Four Years In

North Dakota NVA advocates prepare to take their victory photo after Gov. Dalrymple signed their bill into law in April 2015.

The full story of the New Voices Movement is long, full of plot twists, protagonists and antagonists galore – stretching all the way back to 1969 and Mary Beth Tinker’s black arm band.

I’ve had the pleasure and honor of being closely involved with this movement to legislatively counteract Hazelwood, to protect colleges from Hazelwood creep, and to extend First Amendment rights to students at private colleges. In 2013, my students at the University of Jamestown wrote what came to be known as the John Wall New Voices Act of North Dakota – the namesake for our national movement.

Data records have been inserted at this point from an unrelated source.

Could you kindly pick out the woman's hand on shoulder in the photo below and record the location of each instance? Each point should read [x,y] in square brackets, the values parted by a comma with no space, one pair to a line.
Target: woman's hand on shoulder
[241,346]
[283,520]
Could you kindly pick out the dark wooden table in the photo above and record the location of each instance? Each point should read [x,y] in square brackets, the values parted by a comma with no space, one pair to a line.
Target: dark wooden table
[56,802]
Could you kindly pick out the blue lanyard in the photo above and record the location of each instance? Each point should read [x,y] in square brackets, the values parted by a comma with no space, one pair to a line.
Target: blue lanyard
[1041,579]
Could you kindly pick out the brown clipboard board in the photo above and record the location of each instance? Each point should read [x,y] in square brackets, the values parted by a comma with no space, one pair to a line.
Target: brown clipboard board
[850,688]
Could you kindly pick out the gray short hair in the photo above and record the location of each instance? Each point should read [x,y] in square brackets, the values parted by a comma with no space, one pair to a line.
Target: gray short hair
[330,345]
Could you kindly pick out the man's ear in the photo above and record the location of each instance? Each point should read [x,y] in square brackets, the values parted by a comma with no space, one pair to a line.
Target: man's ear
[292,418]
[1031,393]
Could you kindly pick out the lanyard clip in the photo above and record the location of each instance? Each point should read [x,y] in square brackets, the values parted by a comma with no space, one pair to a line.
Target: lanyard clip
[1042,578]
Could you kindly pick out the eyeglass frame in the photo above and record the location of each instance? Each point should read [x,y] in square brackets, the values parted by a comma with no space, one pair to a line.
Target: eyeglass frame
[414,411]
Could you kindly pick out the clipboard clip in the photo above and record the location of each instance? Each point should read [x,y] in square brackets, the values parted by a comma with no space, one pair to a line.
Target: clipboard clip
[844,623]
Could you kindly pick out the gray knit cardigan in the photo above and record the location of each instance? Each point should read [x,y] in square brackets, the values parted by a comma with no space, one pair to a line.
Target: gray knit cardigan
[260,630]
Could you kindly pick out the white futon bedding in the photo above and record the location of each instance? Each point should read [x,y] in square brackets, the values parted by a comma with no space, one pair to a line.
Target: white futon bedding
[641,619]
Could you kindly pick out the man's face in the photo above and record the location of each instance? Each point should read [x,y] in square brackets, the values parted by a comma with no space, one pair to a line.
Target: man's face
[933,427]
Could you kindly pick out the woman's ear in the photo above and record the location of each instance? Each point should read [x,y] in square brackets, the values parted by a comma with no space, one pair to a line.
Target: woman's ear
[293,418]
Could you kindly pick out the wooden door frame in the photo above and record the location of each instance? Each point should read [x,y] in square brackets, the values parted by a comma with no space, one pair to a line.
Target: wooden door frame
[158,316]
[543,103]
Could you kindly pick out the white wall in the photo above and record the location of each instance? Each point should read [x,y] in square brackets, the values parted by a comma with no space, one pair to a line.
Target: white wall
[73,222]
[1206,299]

In 2015, North Dakota’s legislature passed the bill unanimously (with a few amendments and concessions), and ended 10-year drought since Oregon’s 2005 victory. North Dakota was certainly not the first state to pass legislation restoring, protecting and extending student press rights. It was the eighth, in fact, to restore the Tinker Standard for student journalists at public high schools after the disastrous 1988 SCOTUS Hazelwood decision. It was the fourth to protect public college student journalists from Hazelwood creep. And in 2017, it may be the second to extend student press protections to student journalists at private colleges and universities.

Today, as North Dakota nears the start of another legislative session to correct some of our misfires of 2015, I want to personally invite you to join our new weekly blog. You’re hopefully celebrating the holiday season with friends and family as this post arrives. So am I. I am so grateful for the support my wife, son, family and friends have given to this cause. We just witnessed a terrible year for professional journalism, and one certain way to create a better environment for journalism is to fix the educational problem Hazelwood created. For nearly 30 years, we have been training our young journalists to place the PR needs of authority over their own constitutional rights. Bending to authority is a learned trait and it doesn’t just disappear when a diploma is issued. Or as someone very important to our work once told me, “We have trained generations of journalists to take no for an answer.”

My occasional blog will feature…

  • State and Federal Legislative Updates
  • Legal and Ethical Analysis
  • Stories from the Front Lines
  • New Strategies and Tactics
  • Legislative and Legal History
  • Profiles of People, Places and Events

If you have a suggestion for a story, contact me.

Thanks to all of you for joining us on this journey. Thanks to all of you that are working in your own states to protect student speech. I’m honored to be working with such an inspiring and innovative group of educators, professionals, students and advocates.